In 2021, Theanne Schiros, an assistant professor at the Fashion Institute of Technology and research scientist at Columbia University, collaborated with the New York-based brand Public School to make a sneaker from bacteria cultures and yeast using a process similar to how kombucha is made. This shoe material has an 88% to 97% lower carbon footprint than other alternative leather options, and is also compostable.

Alongside Valentina Gomez and Chui-Lian Lee, Schiros co-founded Werewool, a team of scientists committed to textile innovation. As one of the winners of H&M Foundation’s 2020 Global Change Award, Werewool uses the naturally occurring protein structures of microbes to engineer alternative materials that mimic the functionality of non-biodegradable fabrics. For example, collagen’s spring-shaped protein has elastic properties. Using microbes combined with biopolymers from industrial waste streams, Werewool is engineering biodegradable, performance-based textiles that will degrade at the end of their life cycle. 

“More than any other project I have done, it captures the spirit of how entrepreneurship sometimes manifests not from a drive to be an entrepreneur but from other values,” Schiros told Osage University Partners, pointing to the importance of value-based innovation in a climate-conscious manner.

When scientists develop alternative materials, designers have the opportunity to implement them on a larger scale. In an era of greenwashing, or brands claiming to be sustainable as an advertisement strategy, ecological adaptation is a cornerstone of the brand. Stella McCartney proves this can be successfully implemented, standing out as a designer whose sustainable trailblazing is anything but greenwash.

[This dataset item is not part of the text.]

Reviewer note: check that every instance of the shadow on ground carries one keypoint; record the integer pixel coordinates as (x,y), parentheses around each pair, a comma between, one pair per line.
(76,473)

In a 2021 news feature, a bold headline states that “Stella McCartney Does Mushrooms in Paris.” This referenced McCartney’s Paris Fashion Week debut of garments made from Mylo leather, a mushroom-based leather replacement made from mycelium. In 2021, Adidas also released a shoe in their popular Stan Smith style that was made with Mylo leather.

Often, the properties of lab-grown clothing are not only equivalent, but superior to typical materials. Spiber, a Japanese textile innovation group, developed a process called “Brewed Protein” to develop textiles through the fermentation of sugar and microbes. In 2019, Spiber collaborated with The North Face to design the Moon Parka, which features an impressively waterproof yet breathable outer shell made from a Brewed Protein laminate. 

Potential applications of these alternative materials go beyond clothing. Geopolymer Solutions uses waste from fly ash and steel production to develop Geopolymer concrete, a greener concrete substitute with a much lower carbon footprint than traditional concrete. Automakers in Japan are engineering safer cars using more sustainable, plant-based materials like cellulose fiber, which is five times stronger than steel. 

In order to make these biofabricated materials viable alternatives, consumers must be more mindful. This starts with purchasing less. Consumption in the United States has risen 400% since 1970. When we buy fewer things, emissions and pollution drop. Beyond curbing consumption, we must research the material composition of the essential goods that we elect to purchase and choose sustainable products, like those emerging from the field of biofabrication. To fully embrace the advances made in the biodesign sector, producers and consumers must loosen their tight grip on capitalist tendencies that prioritize careless material sourcing, overproduction, overconsumption and a “trend-trumps-durability” mindset.

The emergence of biofabrication as a science shows that design need not be wasteful and exploitative. If designers utilize and invest in materials that are aligned with sustainable, natural features, they can create better-performing outputs that are carbon-neutral, durable and compostable, challenging the dark side of market capitalism and improving the composition of the biosphere.